(CNN) — Major League Baseball will incorporate the statistics of former Negro Leagues players into its historical records, meaning the leaders of some statistical categories will change, USA Today reported Tuesday, citing a person familiar with the decision.

The person spoke on condition of anonymity because MLB plans an official announcement on Wednesday, USA Today reported.

Josh Gibson, one of the greatest sluggers in the history of the Negro Leagues, will become MLB’s new all-time career leader in batting average at .372, moving ahead of Ty Cobb, USA Today reported. Gibson will also supplant Babe Ruth as the career leader in slugging percentage (.718) and On-base Plus Slugging (1.177), according to USA Today.

“When you hear Josh Gibson’s name now, it’s not just that he was the greatest player in the Negro Leagues,” Sean Gibson, Gibson’s great grandson, told USA Today Sports, “but one of the greatest of all time. These aren’t just Negro League stats. They’re major-league baseball stats.”

“This means so much for not only the Josh Gibson family, but representing the 2,300 men in the Negro Leagues who didn’t get the opportunity to play [in the Major Leagues],” he said.

CNN has sought comment from MLB.

The catcher was inducted into the National Baseball Hall of Fame in 1972. Gibson’s Baseball Hall of Fame plaque – he’s one of 35 Negro League stars enshrined in Cooperstown – says he “hit almost 800 home runs in league and independent baseball” during his 17-year career. But the majority of those homers came not in league-sanctioned games (about 50 to 75 per season) but in exhibitions played against former big leaguers and white semi-pro teams.

This comes about three and a half years after MLB recognized Negro Leagues as its equivalent and counted the statistics and records of thousands of Black players who played in the Negro Leagues from 1920 to the late 1940s. Even though that recognition happened in December 2020, MLB at the time said it needed time to review how that recognition would affect MLB record books, in part because some statistics were still being compiled and because MLB needed to sort league-sanctioned games from exhibitions.

“Many people have heard of Martin Dihigo and Josh Gibson and Satchel Paige.

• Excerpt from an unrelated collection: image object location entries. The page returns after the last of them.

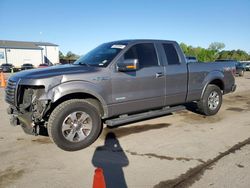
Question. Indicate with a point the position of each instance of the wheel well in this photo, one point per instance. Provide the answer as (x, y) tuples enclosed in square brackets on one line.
[(76, 96), (218, 83)]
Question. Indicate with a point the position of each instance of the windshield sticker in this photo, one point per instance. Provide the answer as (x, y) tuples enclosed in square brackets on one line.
[(120, 46)]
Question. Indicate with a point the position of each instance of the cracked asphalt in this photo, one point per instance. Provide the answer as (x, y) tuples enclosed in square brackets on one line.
[(183, 149)]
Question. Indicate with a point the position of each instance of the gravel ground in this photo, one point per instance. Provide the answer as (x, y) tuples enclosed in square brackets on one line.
[(183, 149)]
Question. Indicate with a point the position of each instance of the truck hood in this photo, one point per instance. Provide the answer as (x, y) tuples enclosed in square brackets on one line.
[(53, 71)]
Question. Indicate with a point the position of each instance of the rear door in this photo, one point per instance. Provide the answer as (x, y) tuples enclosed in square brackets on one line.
[(175, 74), (142, 89)]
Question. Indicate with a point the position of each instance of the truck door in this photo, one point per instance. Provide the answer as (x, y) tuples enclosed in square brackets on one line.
[(175, 74), (141, 89)]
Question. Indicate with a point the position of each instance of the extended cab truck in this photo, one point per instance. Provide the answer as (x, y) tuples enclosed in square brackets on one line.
[(116, 83)]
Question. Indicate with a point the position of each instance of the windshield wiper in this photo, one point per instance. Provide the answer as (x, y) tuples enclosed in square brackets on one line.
[(83, 63)]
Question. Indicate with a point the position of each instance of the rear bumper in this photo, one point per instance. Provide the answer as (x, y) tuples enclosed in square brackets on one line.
[(231, 89)]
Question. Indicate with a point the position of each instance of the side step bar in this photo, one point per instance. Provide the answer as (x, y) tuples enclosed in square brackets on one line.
[(142, 116)]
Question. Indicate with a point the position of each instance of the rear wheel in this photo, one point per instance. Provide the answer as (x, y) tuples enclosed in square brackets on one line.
[(74, 124), (211, 100)]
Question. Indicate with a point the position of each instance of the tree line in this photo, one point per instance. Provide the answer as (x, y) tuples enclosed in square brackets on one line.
[(213, 52)]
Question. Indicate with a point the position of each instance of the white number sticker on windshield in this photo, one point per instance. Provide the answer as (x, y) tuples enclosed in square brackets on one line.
[(120, 46)]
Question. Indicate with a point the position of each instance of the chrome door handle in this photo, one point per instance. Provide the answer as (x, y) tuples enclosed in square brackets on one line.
[(158, 74)]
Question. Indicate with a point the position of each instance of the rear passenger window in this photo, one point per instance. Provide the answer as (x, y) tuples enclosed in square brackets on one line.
[(171, 54), (145, 53)]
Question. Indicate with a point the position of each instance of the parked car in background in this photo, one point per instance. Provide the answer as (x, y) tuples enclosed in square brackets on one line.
[(247, 66), (43, 65), (191, 59), (26, 66), (6, 67)]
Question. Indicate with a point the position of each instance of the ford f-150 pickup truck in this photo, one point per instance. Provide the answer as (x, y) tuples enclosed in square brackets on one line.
[(116, 83)]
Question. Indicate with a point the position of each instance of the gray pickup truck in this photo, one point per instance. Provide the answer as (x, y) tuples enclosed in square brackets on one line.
[(116, 83)]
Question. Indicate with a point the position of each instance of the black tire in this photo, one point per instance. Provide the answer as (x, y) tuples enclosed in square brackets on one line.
[(204, 106), (61, 112)]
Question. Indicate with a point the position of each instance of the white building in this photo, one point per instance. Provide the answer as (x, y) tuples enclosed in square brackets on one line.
[(19, 52)]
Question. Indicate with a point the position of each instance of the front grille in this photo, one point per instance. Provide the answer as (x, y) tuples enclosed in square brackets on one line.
[(10, 92)]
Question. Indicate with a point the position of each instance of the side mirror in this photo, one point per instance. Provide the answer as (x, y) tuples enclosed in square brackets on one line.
[(128, 65)]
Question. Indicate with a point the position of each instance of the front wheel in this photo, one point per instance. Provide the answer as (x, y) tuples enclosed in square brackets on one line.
[(211, 101), (74, 124)]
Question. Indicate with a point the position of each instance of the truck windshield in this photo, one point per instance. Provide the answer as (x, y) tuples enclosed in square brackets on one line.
[(101, 56)]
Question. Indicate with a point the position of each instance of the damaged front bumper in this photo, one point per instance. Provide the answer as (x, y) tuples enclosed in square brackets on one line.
[(29, 113), (25, 120)]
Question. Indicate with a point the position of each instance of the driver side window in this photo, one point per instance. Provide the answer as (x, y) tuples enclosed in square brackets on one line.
[(145, 53)]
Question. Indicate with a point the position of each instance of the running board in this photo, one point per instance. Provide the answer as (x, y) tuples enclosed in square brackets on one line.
[(142, 116)]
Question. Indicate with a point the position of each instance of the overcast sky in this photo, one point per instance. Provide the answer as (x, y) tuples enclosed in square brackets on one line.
[(79, 26)]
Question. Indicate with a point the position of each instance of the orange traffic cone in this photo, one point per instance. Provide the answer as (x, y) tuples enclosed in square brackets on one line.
[(99, 181), (3, 82)]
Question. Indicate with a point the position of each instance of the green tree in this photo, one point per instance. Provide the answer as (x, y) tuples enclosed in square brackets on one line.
[(216, 46), (61, 56)]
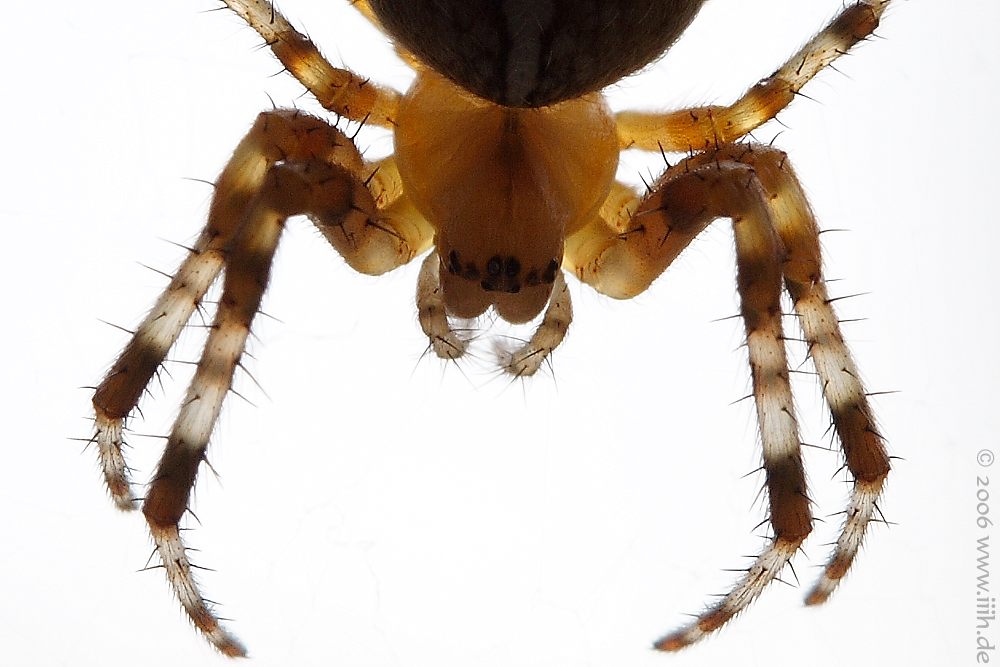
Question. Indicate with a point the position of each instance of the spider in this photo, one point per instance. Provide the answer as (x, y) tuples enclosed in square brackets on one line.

But what about the thousands of other men who played in the Negro Leagues from 1920 to 1948? They’re being recognized finally as major league caliber ballplayers,” Scott Simkus, one of the researchers credited by MLB with compiling and constructing the Seamheads Negro Leagues Database, said at the time. “Their statistical records, their careers are going to be considered equal to anybody who had played in the National League or American League during that period of time.”

MLB in 2020 said it was “correcting a longtime oversight” by elevating the status of the Negro Leagues — which consisted of seven leagues and about 3,400 Black and Latino players from 1920 to 1948.

“It’s sad this great history has been kept from them,” Larry Lester, co-founder of the Negro Leagues Baseball Museum in Kansas City, said at the time.

Bob Kendrick, president of the Negro Leagues Baseball Museum, had said the recognition “serves as historical validation for those who had been shunned from the Major Leagues and had the foresight and courage to create their own league that helped change the game and our country, too.”